Stallone was exhibiting with artist Fernando Botero who is able to sell his work for millions and the actor admitted that he was not in the same league as the Colombian.
He said: “I wouldn’t exactly say I have a following. I’m not just painting for painting’s sake. I want to be truthful.”
The Rambo star has a long association with the art world having employed consultant Barbara Guggenheim to assist him in the acquisition of 19th century bronze work during the 1980s.
Stallone also donated his famous Rocky statue, sculpted by A. Tom Schomberg, to the Philadelphia Art Museum while filming the third instalment of the popular boxing series.
Although the American is an acclaimed director and writer, Stallone told the Sunday Times that he prefers painting to making movies because using art materials is an individual and personal experience.
He told the newspaper; “Movies are a vision dependent upon three or four hundred people to accomplish it.

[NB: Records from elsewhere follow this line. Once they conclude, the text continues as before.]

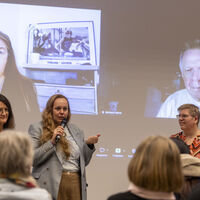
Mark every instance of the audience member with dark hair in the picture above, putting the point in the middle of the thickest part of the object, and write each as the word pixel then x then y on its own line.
pixel 195 193
pixel 190 167
pixel 6 114
pixel 154 177
pixel 16 87
pixel 188 119
pixel 16 156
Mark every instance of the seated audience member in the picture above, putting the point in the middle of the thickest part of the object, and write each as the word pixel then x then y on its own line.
pixel 16 87
pixel 16 155
pixel 195 193
pixel 190 167
pixel 6 115
pixel 189 67
pixel 188 119
pixel 154 177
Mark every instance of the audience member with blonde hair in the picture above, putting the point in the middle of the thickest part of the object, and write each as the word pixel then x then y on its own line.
pixel 154 171
pixel 16 155
pixel 7 120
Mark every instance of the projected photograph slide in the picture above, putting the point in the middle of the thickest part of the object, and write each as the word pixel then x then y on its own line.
pixel 59 53
pixel 62 43
pixel 70 47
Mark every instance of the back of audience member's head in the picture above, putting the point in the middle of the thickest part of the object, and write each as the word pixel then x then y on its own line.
pixel 16 153
pixel 156 165
pixel 195 193
pixel 182 146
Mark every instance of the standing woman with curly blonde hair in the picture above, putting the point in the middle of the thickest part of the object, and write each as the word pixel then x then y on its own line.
pixel 61 153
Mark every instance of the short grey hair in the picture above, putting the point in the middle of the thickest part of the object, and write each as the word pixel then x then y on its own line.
pixel 188 45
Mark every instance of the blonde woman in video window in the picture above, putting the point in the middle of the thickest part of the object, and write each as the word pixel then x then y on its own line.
pixel 16 155
pixel 17 88
pixel 154 171
pixel 6 115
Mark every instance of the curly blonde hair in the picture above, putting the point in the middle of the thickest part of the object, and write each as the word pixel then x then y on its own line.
pixel 49 124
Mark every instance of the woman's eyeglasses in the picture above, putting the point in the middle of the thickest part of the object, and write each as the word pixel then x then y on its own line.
pixel 2 110
pixel 183 116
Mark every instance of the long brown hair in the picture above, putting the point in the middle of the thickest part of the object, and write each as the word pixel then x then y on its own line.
pixel 49 124
pixel 156 165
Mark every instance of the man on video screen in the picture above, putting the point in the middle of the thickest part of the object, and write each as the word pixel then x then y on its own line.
pixel 190 69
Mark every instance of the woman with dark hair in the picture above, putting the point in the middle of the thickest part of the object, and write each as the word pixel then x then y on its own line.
pixel 17 88
pixel 154 171
pixel 61 153
pixel 6 114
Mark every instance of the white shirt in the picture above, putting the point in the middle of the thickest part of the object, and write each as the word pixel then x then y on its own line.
pixel 72 164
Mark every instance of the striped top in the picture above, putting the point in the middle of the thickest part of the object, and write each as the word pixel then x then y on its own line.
pixel 194 147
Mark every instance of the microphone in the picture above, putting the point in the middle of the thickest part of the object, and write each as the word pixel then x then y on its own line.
pixel 63 124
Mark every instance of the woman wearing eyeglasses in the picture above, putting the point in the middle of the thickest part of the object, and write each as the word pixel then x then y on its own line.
pixel 188 119
pixel 6 114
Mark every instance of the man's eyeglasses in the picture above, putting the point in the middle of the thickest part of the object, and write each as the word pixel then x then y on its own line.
pixel 183 116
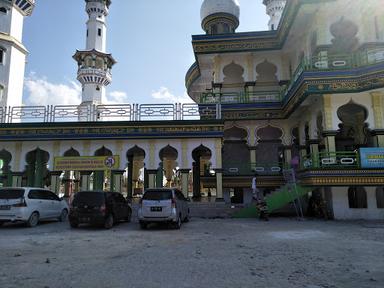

So there’s great compromising. Whereas painting is all you do. It either soars or it crashes. There’s no one to blame but one person.”
The Oscar nominated actor confessed to the publication that he feels that he uses art materials best when he is in a bad mood because he is able to channel his emotions more effectively.
He said: “I find that the more unhappy you are, the more confused you are, the better your art is. Happy art, it just doesn’t seem to work for me.”
Stallone has helped others use art materials as he previously modelled for figure drawing classes at the New York Academy of Art which lead to the creation of a large sculpture created by Martine Vaugel.